Mit Blick auf die Landesstraßen wurde in den letzten Jahren ebenfalls ein vergleichsweise akzeptables Niveau zumindest für die Erhaltung erreicht, wobei insbesondere für den Brückenbereich noch einmal deutlich mehr Mittel benötigt würden. Bisher jedoch sei bei den Brückenzuständen noch keine Trendumkehr erreicht worden, was zum Teil auch an fehlendem Personal nicht nur in der Verwaltung, sondern auch bei den Unternehmen liege. Die Teilnehmer gingen anhand einiger konkreter Beispiele renovierungsbedürftiger Brücken auf die verkehrlichen Konsequenzen von Sperrungen und Neubauten ein, die bspw. dazu führen würden, dass einzelne Städte Jahrzehnte lang von großen Baustellen geprägt würden.

Mit Blick auf den Straßenbauhaushalt des Bundes stellten die Mitglieder fest, dass der Ausfall der ursprünglich eingeplanten Pkw-Maut zunächst noch nicht durchschlage; gleichwohl gelte es, dies die nächsten Jahre besonders aufmerksam zu verfolgen und ggf. zu reagieren, wenn die Stetigkeit nicht mehr gewährleistet sei. Im Weiteren wurde der Status quo bei der Schaffung der sogenannten Autobahn GmbH erörtert, angefangen von strukturellen über rein organisatorische bis hin zu Personalfragen und den Folgen für den Straßenbau in den nächsten Jahren. So sei von mindestens einem Regierungspräsidium zu vernehmen gewesen, dass ab einem gewissen Zeitpunkt auf Grund der Umstrukturierung zunächst keinen neuen Ausschreibungen zu erwarten seien – ein Umstand, der die Entwicklung der letzten Jahre konterkarieren würde. Am Rand wurden zudem die Zukunft von ÖPP oder Nachfolgeformaten sowie die Vorzüge und die Grenzen von 24-Stunden-Baustellen diskutiert.

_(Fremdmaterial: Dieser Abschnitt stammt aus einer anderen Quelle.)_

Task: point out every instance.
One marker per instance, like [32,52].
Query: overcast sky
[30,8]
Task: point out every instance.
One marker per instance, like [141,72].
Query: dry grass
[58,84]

Anschließend befassten sich die Teilnehmer in einem weiteren Tagesordnungspunkt mir der sogenannten Mobilitätswende und konkret mit verschiedenen Antriebsarten sowie deren Vor- und Nachteilen und ihren CO2-Bilanzen. Dabei wurde insbesondere der derzeit starke Fokus auf rein elektrische Antriebe hinterfragt und bspw. speziell für den Güterverkehr die Hoffnung auf die Wasserstofftechnologie zum Ausdruck gebracht. Auch Systeme mit Oberleitungen seien, entgegen ursprünglicher Vorbehalte, im Lkw-Bereich durchaus eine weitere Überlegung wert. Wolfgang Wolf berichtete in diesem Kontext über ähnliche Diskussionen zu Antriebsarten im LVI-Vorstand, wo ebenfalls die Technologieoffenheit propagiert worden sei.